Shuttered boutiques, cancelled fashion shows and postponed product launches are the order of the day for luxury brands in China since the spread of the coronavirus began in January. Confined to their homes, the Chinese no longer have the heart to spend fortunes on luxury goods, and major luxury players are seeing their sales plummet as a result—a serious setback given that the Chinese account for nearly 35% of the global luxury market’s total spend and some 90% of global sales growth.

On Hong Kong’s Canton Road, where Louis Vuitton’s boutique saw its highest sales globally just a few months ago, long queues are a thing of the past. "On the avenue, brands have gone from welcoming 1,200 people per day to a maximum of 40," remarks an Asia-Pacific director from Kering Group.

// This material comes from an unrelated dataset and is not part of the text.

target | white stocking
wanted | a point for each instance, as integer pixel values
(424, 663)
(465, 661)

LVMH, meanwhile, has had to close some of its stores in Mainland China and Hong Kong and Burberry has abandoned forecasts for 2020 due to the uncertainties linked to the epidemic.

But retail sales aren’t the only ones to be impacted by Covid-19. The second coronavirus effect is already being felt at the production level: from textiles, snap fasteners and the clasp of a necklace to packaging components, brands are on the brink of a shortage of essential made-in-China accessories due to prolonged factory shutdowns. "We produce cardboard packaging featuring printed patterns for French luxury chocolate and macaroon brands and our factory in Dongguan (southern China) has just been allowed to reopen after a series of health inspections. However, production is idling as our qualified personnel from Wuhan have not yet been allowed to return," explains Joël Leduc, associate director of Pack & Cie. 

A US-based packaging supplier in the prestige cosmetics realm tells Luxe Packaging Insight that 40-50% of its production staff in its China factories are still unable to return to work, making for a "significant slowdown in production", according to the executive.

With 70% of Chinese consumers’ luxury spend taking place outside of China, the current travel restrictions are also severely affecting brands outside the country, and notably in the travel-retail channel.